By default, the selection method is numTopFeatures, with the default number of top features set to 50.

Examples

>>> from pyspark.mllib.linalg import SparseVector, DenseVector
>>> from pyspark.mllib.regression import LabeledPoint
>>> data = sc.parallelize([
...     LabeledPoint(0.0, SparseVector(3, {0: 8.0, 1: 7.0})),
...     LabeledPoint(1.0, SparseVector(3, {1: 9.0, 2: 6.0})),
...     LabeledPoint(1.0, [0.0, 9.0, 8.0]),
...     LabeledPoint(2.0, [7.0, 9.0, 5.0]),
...     LabeledPoint(2.0, [8.0, 7.0, 3.0])
... ])
>>> model = ChiSqSelector(numTopFeatures=1).fit(data)
>>> model.transform(SparseVector(3, {1: 9.0, 2: 6.0}))
SparseVector(1, {})
>>> model.transform(DenseVector([7.0, 9.0, 5.0]))
DenseVector([7.0])
>>> model = ChiSqSelector(selectorType="fpr", fpr=0.2).fit(data)
>>> model.transform(SparseVector(3, {1: 9.0, 2: 6.0}))
SparseVector(1, {})
>>> model.transform(DenseVector([7.0, 9.0, 5.0]))
DenseVector([7.0])
>>> model = ChiSqSelector(selectorType="percentile", percentile=0.34).fit(data)
>>> model.transform(DenseVector([7.0, 9.0, 5.0]))
DenseVector([7.0])

Methods

fit(data)

Returns a ChiSquared feature selector.

setFdr(fdr)

set FDR [0.0, 1.0] for feature selection by FDR.

setFpr(fpr)

set FPR [0.0, 1.0] for feature selection by FPR.

setFwe(fwe)

set FWE [0.0, 1.0] for feature selection by FWE.

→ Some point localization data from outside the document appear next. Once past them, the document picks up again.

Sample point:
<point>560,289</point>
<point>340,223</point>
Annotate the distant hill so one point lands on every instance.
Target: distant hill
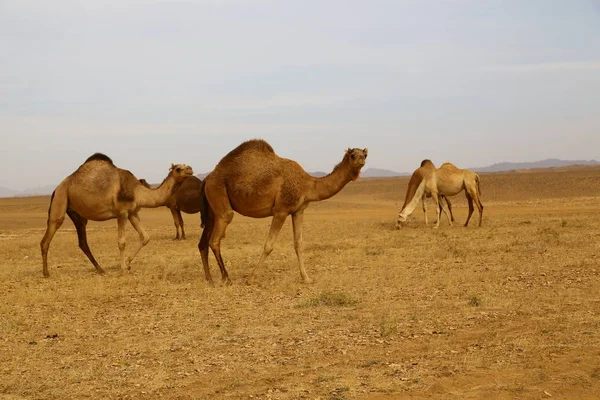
<point>380,173</point>
<point>548,163</point>
<point>368,173</point>
<point>5,192</point>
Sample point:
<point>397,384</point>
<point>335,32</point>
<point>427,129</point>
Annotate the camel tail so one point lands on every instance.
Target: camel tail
<point>204,206</point>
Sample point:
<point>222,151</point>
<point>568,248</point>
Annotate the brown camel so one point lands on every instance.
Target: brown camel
<point>100,191</point>
<point>186,199</point>
<point>447,180</point>
<point>413,183</point>
<point>257,183</point>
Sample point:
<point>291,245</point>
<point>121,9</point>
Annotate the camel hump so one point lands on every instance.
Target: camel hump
<point>253,144</point>
<point>99,157</point>
<point>448,164</point>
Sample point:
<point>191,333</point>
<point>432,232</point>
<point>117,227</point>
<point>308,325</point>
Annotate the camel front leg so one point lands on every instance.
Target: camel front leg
<point>56,217</point>
<point>181,224</point>
<point>436,203</point>
<point>175,222</point>
<point>80,225</point>
<point>444,200</point>
<point>297,219</point>
<point>276,225</point>
<point>144,238</point>
<point>121,223</point>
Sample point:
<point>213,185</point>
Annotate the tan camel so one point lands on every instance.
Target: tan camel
<point>448,180</point>
<point>186,199</point>
<point>413,184</point>
<point>257,183</point>
<point>100,191</point>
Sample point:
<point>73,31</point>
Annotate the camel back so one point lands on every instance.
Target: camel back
<point>99,157</point>
<point>254,144</point>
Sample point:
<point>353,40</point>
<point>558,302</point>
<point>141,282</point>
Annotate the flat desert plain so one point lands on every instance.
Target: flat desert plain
<point>508,310</point>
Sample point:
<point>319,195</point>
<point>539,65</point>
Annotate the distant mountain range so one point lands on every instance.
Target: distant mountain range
<point>368,173</point>
<point>548,163</point>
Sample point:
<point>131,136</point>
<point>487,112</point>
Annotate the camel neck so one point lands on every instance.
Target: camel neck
<point>329,185</point>
<point>151,198</point>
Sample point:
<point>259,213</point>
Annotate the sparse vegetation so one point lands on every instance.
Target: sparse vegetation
<point>330,298</point>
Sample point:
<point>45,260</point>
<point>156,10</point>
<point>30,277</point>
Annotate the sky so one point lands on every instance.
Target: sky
<point>149,83</point>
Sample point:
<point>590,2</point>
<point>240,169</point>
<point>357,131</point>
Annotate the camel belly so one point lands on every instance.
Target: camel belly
<point>253,209</point>
<point>449,189</point>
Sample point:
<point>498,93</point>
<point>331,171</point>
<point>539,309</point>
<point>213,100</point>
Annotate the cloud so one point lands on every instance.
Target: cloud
<point>546,67</point>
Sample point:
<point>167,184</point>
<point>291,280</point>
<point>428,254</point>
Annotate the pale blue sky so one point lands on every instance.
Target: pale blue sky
<point>154,82</point>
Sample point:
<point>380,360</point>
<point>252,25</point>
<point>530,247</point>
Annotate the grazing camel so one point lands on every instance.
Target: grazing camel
<point>257,183</point>
<point>413,183</point>
<point>186,199</point>
<point>100,191</point>
<point>448,180</point>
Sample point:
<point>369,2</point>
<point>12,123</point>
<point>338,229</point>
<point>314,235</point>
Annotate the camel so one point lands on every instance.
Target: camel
<point>413,183</point>
<point>186,199</point>
<point>448,180</point>
<point>100,191</point>
<point>255,182</point>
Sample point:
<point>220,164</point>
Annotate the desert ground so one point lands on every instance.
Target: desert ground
<point>508,310</point>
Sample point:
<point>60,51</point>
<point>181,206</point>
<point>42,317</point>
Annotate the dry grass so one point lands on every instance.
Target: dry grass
<point>509,310</point>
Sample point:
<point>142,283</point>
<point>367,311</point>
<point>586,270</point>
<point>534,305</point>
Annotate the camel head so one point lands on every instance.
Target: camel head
<point>402,217</point>
<point>427,162</point>
<point>180,171</point>
<point>356,158</point>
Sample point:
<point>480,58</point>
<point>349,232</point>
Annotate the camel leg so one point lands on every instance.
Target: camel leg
<point>56,217</point>
<point>220,225</point>
<point>175,222</point>
<point>443,200</point>
<point>181,224</point>
<point>470,201</point>
<point>449,208</point>
<point>297,219</point>
<point>479,207</point>
<point>134,219</point>
<point>121,223</point>
<point>203,245</point>
<point>436,203</point>
<point>80,225</point>
<point>276,225</point>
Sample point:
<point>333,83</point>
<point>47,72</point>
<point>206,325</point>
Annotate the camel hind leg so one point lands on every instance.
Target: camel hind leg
<point>144,237</point>
<point>221,213</point>
<point>176,221</point>
<point>276,225</point>
<point>80,225</point>
<point>470,201</point>
<point>203,246</point>
<point>181,224</point>
<point>56,217</point>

setNumTopFeatures(numTopFeatures)

set numTopFeature for feature selection by number of top features.

setPercentile(percentile)

set percentile [0.0, 1.0] for feature selection by percentile.

setSelectorType(selectorType)

set the selector type of the ChisqSelector.

Methods Documentation

fit(data: pyspark.rdd.RDD[pyspark.mllib.regression.LabeledPoint])pyspark.mllib.feature.ChiSqSelectorModel

Returns a ChiSquared feature selector.

Parameters
datapyspark.RDD of pyspark.mllib.regression.LabeledPoint

containing the labeled dataset with categorical features. Real-valued features will be treated as categorical for each distinct value. Apply feature discretizer before using this function.

setFdr(fdr: float)pyspark.mllib.feature.ChiSqSelector

set FDR [0.0, 1.0] for feature selection by FDR. Only applicable when selectorType = “fdr”.

setFpr(fpr: float)pyspark.mllib.feature.ChiSqSelector

set FPR [0.0, 1.0] for feature selection by FPR. Only applicable when selectorType = “fpr”.

setFwe(fwe: float)pyspark.mllib.feature.ChiSqSelector

set FWE [0.0, 1.0] for feature selection by FWE. Only applicable when selectorType = “fwe”.

setNumTopFeatures(numTopFeatures: int)pyspark.mllib.feature.ChiSqSelector

set numTopFeature for feature selection by number of top features. Only applicable when selectorType = “numTopFeatures”.

setPercentile(percentile: float)pyspark.mllib.feature.ChiSqSelector

set percentile [0.0, 1.0] for feature selection by percentile. Only applicable when selectorType = “percentile”.

setSelectorType(selectorType: str)pyspark.mllib.feature.ChiSqSelector

set the selector type of the ChisqSelector. Supported options: “numTopFeatures” (default), “percentile”, “fpr”, “fdr”, “fwe”.